We repeat the old chart from Jan 10, 2016.  At the time, roughly 10 days ago, we stated that we would prefer to see the stock drop below the low of the A wave. It got to $35.95 yesterday so that does the trick for now. One can never know for sure but even if one more move down were to occur, the rebound minimum target would still be at about $56 or so. Therefore this is a low risk entry point. CVX, Chevron already has a first wave up which has recently corrected about half way. The next leg up, regardless of whether or not it is in a correction , should take it much higher, closer to $110.

The count for CVX is probably different from RDS.B’s but the immediate buy opportunity is similar;

cvx jan 22 2016

The big question now is the spurt up today due to yesterday’s roll-over of the future contract from Feb. to March , or Mario Draghi’s ramblings about there being no limits to what they can do and similar talk in Davos, or neither, just the waves.

OIL

oil jan 20 2016

Unlike the Bank of Canada we have no idea how low oil might  go. Not too long ago they had no idea but now, all of a sudden they are confident it will trade at about $36 on average for the remainder of 2016. At least we have been pretty accurate with our predictions.

Where we are now it is hard to fathom . All we do know is that the 4th of previous degree, not that long ago in 1998 or so, is around $11. Furthermore the 5th wave in commodities unlike equities is often the longest. On top of that we still are of the opinion that a 4 and 5 are still required. In short, do not believe anything you hear on TV from experts that never dreamed that oil could  possible go below $80 or so.
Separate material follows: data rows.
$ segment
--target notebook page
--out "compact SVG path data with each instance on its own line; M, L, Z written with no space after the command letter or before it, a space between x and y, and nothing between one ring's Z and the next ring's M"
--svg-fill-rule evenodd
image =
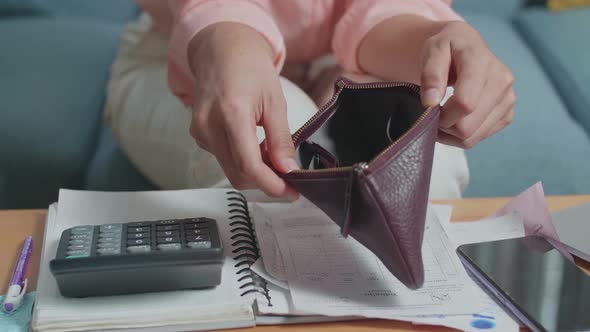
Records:
M453 246L429 208L425 285L409 290L369 250L317 208L261 204L273 220L295 309L322 315L403 319L470 313L474 294ZM406 320L409 320L407 318Z
M167 325L200 320L238 320L253 324L253 297L239 296L231 256L228 208L225 189L105 193L61 190L57 218L48 221L37 289L34 326L94 326L125 328L138 324ZM214 289L183 290L91 298L64 298L49 271L63 230L85 224L104 224L140 220L186 217L217 220L226 263L222 283ZM220 315L220 313L228 313ZM224 317L220 317L224 316ZM105 319L109 318L109 319ZM64 325L64 323L66 323ZM69 325L68 325L69 323ZM102 324L102 325L101 325ZM106 326L105 326L106 325Z
M298 203L294 203L298 204ZM256 229L256 238L260 247L260 255L264 269L271 277L278 279L279 282L287 280L285 264L283 257L276 241L275 233L272 229L272 219L257 203L249 204L250 218ZM280 284L279 286L282 286ZM283 287L283 288L287 288Z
Wave 5 would be equal to 3 at about $25. After that there is little else than that 4th wave of previous degree at $11 to guide us.
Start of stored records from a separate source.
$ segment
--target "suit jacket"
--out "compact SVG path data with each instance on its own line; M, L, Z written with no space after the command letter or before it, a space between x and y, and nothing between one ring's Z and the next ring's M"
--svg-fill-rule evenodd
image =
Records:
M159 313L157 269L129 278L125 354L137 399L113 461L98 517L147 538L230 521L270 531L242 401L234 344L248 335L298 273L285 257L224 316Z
Tonight the futures roll-over with the front month becoming March instead of February. Due to contango, there will be a price increase of about a dollar due to the downward slope.

IBM update

ibm jan 20 2016

We have a particular interest in IBM, simple because some investors still consider this stock to be a blue chip. You cannot go wrong with this one as you are always in good company and these guys where 3-piece pin striped suits. Moreover this stock has always behaved a little out of phase, time-wise, with the rest of the market so it offers some diversification (which we don’t care for but the market does).
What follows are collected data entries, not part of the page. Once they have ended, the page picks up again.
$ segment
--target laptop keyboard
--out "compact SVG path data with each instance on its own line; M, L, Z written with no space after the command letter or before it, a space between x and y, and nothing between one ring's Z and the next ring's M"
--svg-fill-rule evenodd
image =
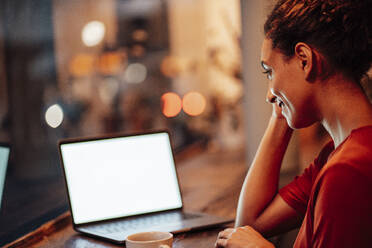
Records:
M105 224L91 225L89 230L100 232L102 234L116 233L125 230L139 229L141 227L158 226L161 224L179 223L182 220L199 217L197 214L188 214L180 212L161 213L156 215L136 217L133 219L117 220Z

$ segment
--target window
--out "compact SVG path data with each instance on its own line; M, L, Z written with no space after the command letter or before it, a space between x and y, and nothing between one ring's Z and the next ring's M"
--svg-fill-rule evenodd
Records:
M59 139L169 129L243 143L239 1L0 3L0 245L68 210Z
The top was in now 3 years ago. It was at $201 but elsewhere I found numbers more like $212. In any event this stock is now down by almost 50%. If this is a mid-point, and that fite the most plausible count you could easily go another $70 or so , bringing the stock to something like $50/60 and it could be even lower.

HXU and HXD

hxu jan 20 2016hxd jan 2016

These are the Yin and Yang, bulls or bears double inverse etf’s. They are often repriced to keep the nominal price at a tradable level, so be careful to make direct comparisons with previous charts. We have been too early often but are last blog was spot on.

The HXU, that is U for up, on the left is pretty well a replica of the TSX but not quite. In any event it has probably just reached the point of recognition. If so than it should go down about as much as it already has. If not than perhaps we will need a >6oo point drop or something like that.

At this time you, of course, want to own the HXD, D for down as it acts inverse to the market. There is nothing much between here and $25 to stop this etf.